Here are some brain-scratchers, though: according to human and animal studies, things like statins, garlic, and low-fat diets may actually increase oxPL-apoB or oxPL-Lp(a) levels even while lessening atherosclerosis, improving vascular function, or slowing coronary calcification. And though Lp(a) binds to tissues more tightly than LDL, this can be modified by N-acetylcysteine. So it isn’t just that particular Lp(a) component levels are “good” or “bad”—they reflect very dynamic processes. Some research points out that lipoprotein-associated phospholipase A2 may help degrade these deleterious oxPLs.

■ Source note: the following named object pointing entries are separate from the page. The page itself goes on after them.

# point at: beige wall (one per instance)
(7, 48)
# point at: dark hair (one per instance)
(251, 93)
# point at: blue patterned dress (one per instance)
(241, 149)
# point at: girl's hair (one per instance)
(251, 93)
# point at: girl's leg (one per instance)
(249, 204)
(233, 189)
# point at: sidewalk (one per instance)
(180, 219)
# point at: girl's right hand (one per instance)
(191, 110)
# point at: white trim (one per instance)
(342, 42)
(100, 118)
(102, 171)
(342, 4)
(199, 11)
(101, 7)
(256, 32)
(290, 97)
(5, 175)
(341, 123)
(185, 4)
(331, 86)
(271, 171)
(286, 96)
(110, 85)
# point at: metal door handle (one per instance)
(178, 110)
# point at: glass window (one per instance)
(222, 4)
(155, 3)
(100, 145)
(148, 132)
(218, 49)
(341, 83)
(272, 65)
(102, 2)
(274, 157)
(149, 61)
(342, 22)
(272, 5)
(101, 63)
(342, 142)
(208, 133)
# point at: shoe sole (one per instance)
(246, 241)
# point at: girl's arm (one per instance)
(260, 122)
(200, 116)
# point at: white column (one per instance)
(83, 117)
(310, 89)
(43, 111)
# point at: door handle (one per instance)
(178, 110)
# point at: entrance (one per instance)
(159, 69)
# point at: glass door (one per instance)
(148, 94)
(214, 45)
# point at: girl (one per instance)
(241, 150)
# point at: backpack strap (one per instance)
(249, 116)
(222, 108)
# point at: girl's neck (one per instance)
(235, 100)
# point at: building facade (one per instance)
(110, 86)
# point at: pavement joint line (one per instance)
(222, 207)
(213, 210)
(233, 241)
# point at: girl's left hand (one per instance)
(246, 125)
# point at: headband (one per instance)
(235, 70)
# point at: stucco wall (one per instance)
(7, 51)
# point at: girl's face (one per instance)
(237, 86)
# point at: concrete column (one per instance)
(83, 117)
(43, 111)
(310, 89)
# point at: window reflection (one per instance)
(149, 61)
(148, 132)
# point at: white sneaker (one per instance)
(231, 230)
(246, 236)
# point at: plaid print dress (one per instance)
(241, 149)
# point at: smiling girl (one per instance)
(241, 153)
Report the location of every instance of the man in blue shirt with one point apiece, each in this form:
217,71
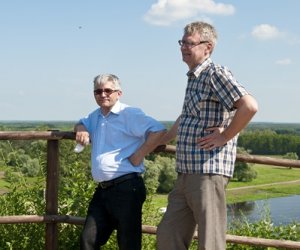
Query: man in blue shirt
120,137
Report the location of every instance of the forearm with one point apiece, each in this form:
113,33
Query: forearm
82,135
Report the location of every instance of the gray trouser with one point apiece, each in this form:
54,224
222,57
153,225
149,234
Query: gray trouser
195,199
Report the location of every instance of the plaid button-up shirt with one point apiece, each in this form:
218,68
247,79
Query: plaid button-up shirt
210,95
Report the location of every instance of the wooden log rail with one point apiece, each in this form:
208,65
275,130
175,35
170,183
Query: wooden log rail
287,244
51,218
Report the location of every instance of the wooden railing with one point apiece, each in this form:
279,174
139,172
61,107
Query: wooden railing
52,218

But wait, there’s more: Lp(a) structure and genetic function
Lp(a) comes in 6 genetically-coded isoforms showing different functionality, and apo(a) contains looping “kringle” structures interlinked with glycosylated regions. Like Lp(a) itself, apo(a) and kringles also come in multiple forms, and smaller apo(a) isoforms may double the risk for CHD or ischemic stroke. These smaller apo(a) isoforms have fewer kringles, and are associated with higher Lp(a) levels and higher atherogenic and thrombotic potential, though as in other paradoxes of successful aging, some healthy octogenarians show just this small isoform/high concentration profile. Finally, Lp(a)’s overall size and structure can vary by apo(a) amount, the number of Lp(a) particles, and amount of cholesterol carried. So it seems worthwhile to speculate how much these differences (especially if oxidation is also involved—we’ll talk more about that) may contribute to Lp(a)’s pathogenic potential.
Lp(a)’s Genetic Dimensions and Many Variants
Lp(a) plasma levels are strongly heritable through multiple polymorphisms within the LPA gene, but there is also an APOE2 gene variant notably affecting them. Lp(a) level is further influenced by LPA variants that are more specific to kringle and/or apo(a) expression, encoding for varying numbers of kringles on apo(a) and thus different apo(a) size and mass. LPA genetics may explain over 90% of the variation in Lp(a) levels, with kringle number accounting for most of it. These differences in the molecular conformation of Lp(a) are reflected by the broad range of Lp(a) plasma levels seen across large populations, which can vary from under 0.1 mg/dl to over 200 mg/dl. It’s interesting to note that apo(a) shares around 94% molecular homology with plasminogen, which may provide some clues as to how both Lp(a) and apo(a) inhibit fibrinolysis and boost atherogenesis.
One of the largest investigations into Lp(a) genetics, the INTERHEART study, found that the link between Lp(a) level and myocardial infarction risk was particularly high in Latin Americans and South Asians and intermediate for Europeans, Chinese (who showed the largest Lp(a) isoforms), and Southeast Asians, yet it was non-significant in Africans (even though they had the smallest Lp(a) isoforms) and Arabs. Risks for cerebral, aortic, and peripheral vascular incidents have also been associated with Lp(a) variants.